Essa receita não era da Dorie, mas de um livro de cozinha calabresa que eu já vendi. Mas como a carne assada dela pedia extrato de tomate, achei que valia a pena fazer o meu, delicioso, orgânico, sem porcarias, antes da carne.

E a carne ficou muito boa. Usei músculo de novilho, orgânico, que estava num preço muito bom, e essa foi a carne braseada que fiz que ficou mais saborosa e macia. Não era quase em nada diferente das outras receitas básicas de carne braseada no vinho, a não ser pelo fato de ela marinar no vinho e com todos os legumes durante a noite e depois ser cozida por umas 2-3 horas no forno nesse caldo. Também as anchovas e o extrato de tomate contribuem bem para o umami do prato. Muito bom. Muito mesmo. Mas dado que o resto do processo é o mesmo das receitas mais clássicas francesas e italianas, apenas pensei que da próxima vez que fizer qualquer uma delas, vou mariná-la no vinho antes de cortá-la em pedaços e incluir na refoga dos legumes as tais anchovinhas. As fotos que achei internet afora, procurando um link para a receita, mostram uma linda carne fatiada. A minha se desmanchou inteira ao tentar cortá-la, o que eu não considero de modo algum um defeito. :)

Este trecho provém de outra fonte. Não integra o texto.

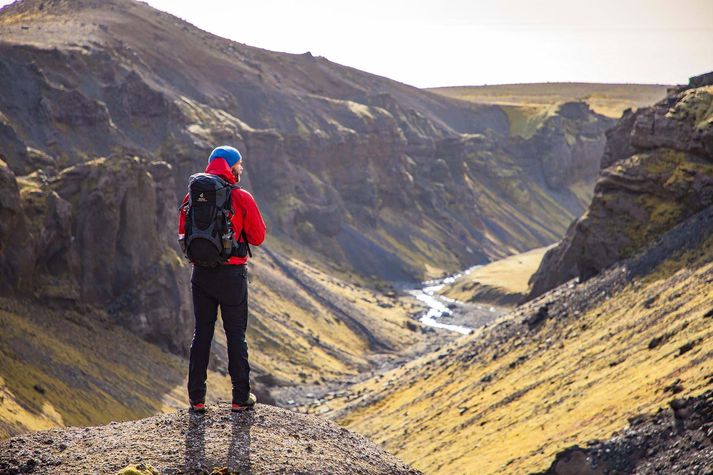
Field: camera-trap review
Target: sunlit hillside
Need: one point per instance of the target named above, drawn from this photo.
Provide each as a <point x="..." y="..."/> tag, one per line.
<point x="59" y="367"/>
<point x="528" y="105"/>
<point x="503" y="282"/>
<point x="571" y="367"/>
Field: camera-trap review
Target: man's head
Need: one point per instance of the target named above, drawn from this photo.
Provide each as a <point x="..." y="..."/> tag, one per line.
<point x="232" y="158"/>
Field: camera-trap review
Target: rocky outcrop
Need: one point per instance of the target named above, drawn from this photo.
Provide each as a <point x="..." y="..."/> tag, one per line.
<point x="95" y="235"/>
<point x="569" y="145"/>
<point x="657" y="170"/>
<point x="264" y="440"/>
<point x="678" y="439"/>
<point x="378" y="176"/>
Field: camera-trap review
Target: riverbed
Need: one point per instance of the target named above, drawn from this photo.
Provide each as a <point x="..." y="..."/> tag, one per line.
<point x="444" y="313"/>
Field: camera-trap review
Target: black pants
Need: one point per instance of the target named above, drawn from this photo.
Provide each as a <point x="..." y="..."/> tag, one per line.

Achei besta ficar usando uma frigideira para fazer tudo e transferir para o panelão, coisa que eu só faria se minha caçarola não pudesse ir direto no fogo. Como podia, selei tudo na caçarola mesmo. Não usei conhaque, pois n~~ao tinha (deglacei com água mesmo) e não usei caldo de carne, pois acho um pleonasmo usar caldo de carne numa carne que já vai cozinhar com os legumes e ervas que dariam sabor ao caldo. 

BOEUF À LA MODE
Rendimento: de novo, diz que serve 6 pessoas, mas aqui em casa deu 1 refeição para os 4 e mais dois almoços só eu e as crianças. Pratos pequenos. Segredo da vida longa e da cintura estreita. ;)

Ingredientes:
  • 1 pedaço inteiro de acém com 1,7-2kg, limpo mas não totalmente sem gordura
  • sal e pimenta-do-reino
  • 1 cebola, em meias-luas finas
  • 1 cenoura. descascada e em pedaços
  • 1 talo de salsão, em pedaços
  • um bouquet garni com 1 folha de louro, as folhas do salsão, 2 ramos de salsinha, 1 ramo de alecrim, 2 ramos de tomilho, amarrados
  • 1 garrafa de vinho tinto (750ml)
  • 1 colh (sopa) azeite
  • 4 xic de caldo de carne (usei água e o caldo ficou muito saboroso assim)
  • 3 colh (sopa) óleo (usei azeite de novo)
  • 3 colh (sopa) conhaque (omiti)
  • 4 anchovas
  • 2 colh (sopa) extrato de tomate

Preparo: 


  1. Massageie a carne com sal e pimenta e coloque numa tigela bem grande ou ziploc bem grande. Junte os legumes, as ervas e o vinho, o azeite, misture e feche bem o ziploc ou cubra a tigela com filme. Leve à geladeira por toda a noite. 
  2. No dia seguinte, remova a carne da marinada e seque com papel-toalha. Deixe voltar à temperatura ambiente.
  3. Coe a marinada, reservando os legumes e ervas e colocando o líquido numa panela. Leve essa panela ao fogo alto e reduza pela metade, cerca de 10 minutos. Junte o caldo (ou água), leve à fervura novamente, desligue e reserve.
  4. Aqueça o forno a 180oC. Coloque a caçarola de ferro em fogo alto com 2 colh (sopa) de óleo. Sele bem a carne, dourando de todos os lados. Retire para um prato grande e tempere com sal e pimenta. 
  5. Coloque mais uma colher de óleo na e junte os legumes coados. Cozinhe por uns 10 minutos. Como eles estão úmidos, não vão pegar muita cor, mas vão pegar gosto. Tempere com sal e pimenta, junte o conhaque se estiver usando, raspando o fundo com uma colher de pau, e junte o conteúdo da panela à carne. 
  6. Volte o panelão para o fogo e misture 1/2 xic. do caldo reservado ao extrato de tomate e anchovas, amassando para dissolver tudo muito bem. Junte o restante do caldo, as ervas, sal e pimenta, coloque de volta a carne e os legumes e leve à fervura. 
  7. Desligue, cubra com papel alumínio, coloque a tampa por cima e leve ao forno por 1 hora. Você pode ou não abrir tudo pra ver como estão as coisas e virar a carne de quiser. Mas não precisa. Cozinhe por mais 1h30 ou 2h, (tempo total 2h30-3h) ou até que a carne esteja macia. 
  8. Experimente o molho. Retire a carne e reduza mais, se preferir. Descarte o bouquet-garni. Sirva a carne fatiada com purê de batatas.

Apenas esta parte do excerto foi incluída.